I may have to try this...
Hard to see the pics in iCloud as they come up tiny on my iPad when posting on the forum but the above gives an idea of the process.
Remember, Eric Clapton approves of blocking your trem.
What matters to sustain is the amount of string beyond saddles and nut that can stretch and the friction of the strings on the saddles and nut. Think of a car with good/bad shocks and how it reacts after a pot hole. So put No.2 pencil lead on the contacts for more sustain.
I want to remove the trem on one of my Strats, block the hole with wood, install a Gibson style rollor bridge and a JM style tremolo. Or I could buy a JM?Jag and put whatever pickups I want in it.
I swore off a trem in 1987, never again, never never, never again
I have the trem blocked on all three of my Strats. All three are blocked with a piece of ash. No difference from when they were unblocked. I should note that one of them was blocked by the Fender Custom Shop and the other two by a professional luthier.
I leave the trem floating, but rarely put on the bars. I like the extra slack when you bend with your fingers. One of the reasons I've always liked floating trems. It doesn't feel like a fixed bridge guitar.
Love this idea, but my wood working skills are a tad lacking to tackle something so precise.
Wow! Nice work, very well done!
You mentioned a lot of weight relief... It's not so significant as to cause neck dive, is it?
Came down to 6lbs 14ozs from 7.5 lbs so not that drastic but much more comfortable for my shot back.
Some wood removed under the guard as well.
I drank the TGP Kool-Aid, like an idiot. Swapped the 'thin' block in my favorite CV Strat for a big block. Guess what it did to the guitar? Tone wise, sustain wise, NOTHING.
ALL it did was add 1lb to it.
it's another "I wanna be like the cool kids" snake oil waste of money unless you like a heavier guitar.
That wood block is a great idea, patent it and make some money!
I'd buy some.
I have two with blocked trems. I used a block of wood in one (spring tension keeps it in place) and one with a stack of quarters (again, spring tension). They both sound more "alive" after the blocking.

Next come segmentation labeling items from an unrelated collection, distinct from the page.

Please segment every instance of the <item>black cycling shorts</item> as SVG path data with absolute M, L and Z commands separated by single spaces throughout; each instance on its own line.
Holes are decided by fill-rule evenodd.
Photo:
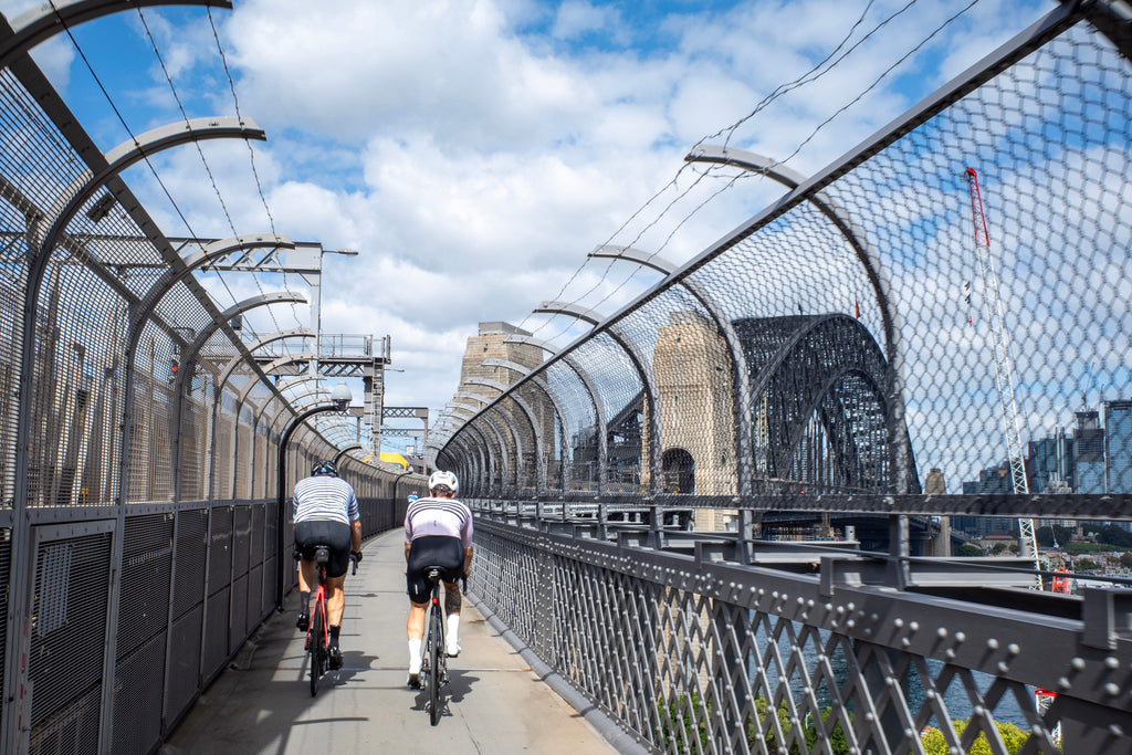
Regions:
M 409 569 L 405 572 L 405 583 L 409 586 L 409 600 L 414 603 L 427 603 L 432 585 L 424 576 L 424 569 L 439 566 L 443 569 L 440 580 L 456 582 L 464 576 L 464 542 L 460 538 L 447 535 L 427 535 L 417 538 L 409 546 Z
M 333 520 L 308 520 L 294 525 L 294 547 L 303 558 L 314 558 L 318 546 L 331 549 L 326 576 L 344 576 L 350 566 L 350 525 Z

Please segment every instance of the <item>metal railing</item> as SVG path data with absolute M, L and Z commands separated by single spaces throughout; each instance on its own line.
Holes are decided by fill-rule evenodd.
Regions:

I just bought an ash body for the MiM one that has the wood block. Next time, I'll build a block like telenemonics did. What a great solution! I have a trem cavity block-off that doesn't quite fit so it sits in the drawer awaiting the correct time to use it.
This. Is. Awesome. Gonna do this to my Strat copy! Where do you reroute your string/bridge ground?
I swapped the whole tailpiece on my CV for a Mex high mass an I think it made a significant difference. Best $30 I've ever spent on an upgrade. Maybe its not the block but it did make a difference.
I'd have to hunt back through icloud pics but I'm pretty sure I just drilled from the trem rout above into the control cavity and sandwiched some thin wire between the bridge plate and the maple "trem block". Not from the back rout, the wire is not visible like original.
Drilling through the block so the holes line up and don't wander out the side of the block is a little tricky, you can see the hole I drilled into the plywood drill press table and put a pin in, then flip the block and drill the ferrule holes from the back, followed by finishing the string through holes which were only drilled half way from the plate side.
To ensure the block stayed at 90 degrees to the drill I clamped it to a longer piece so it couldn't tip on the narrow top edge.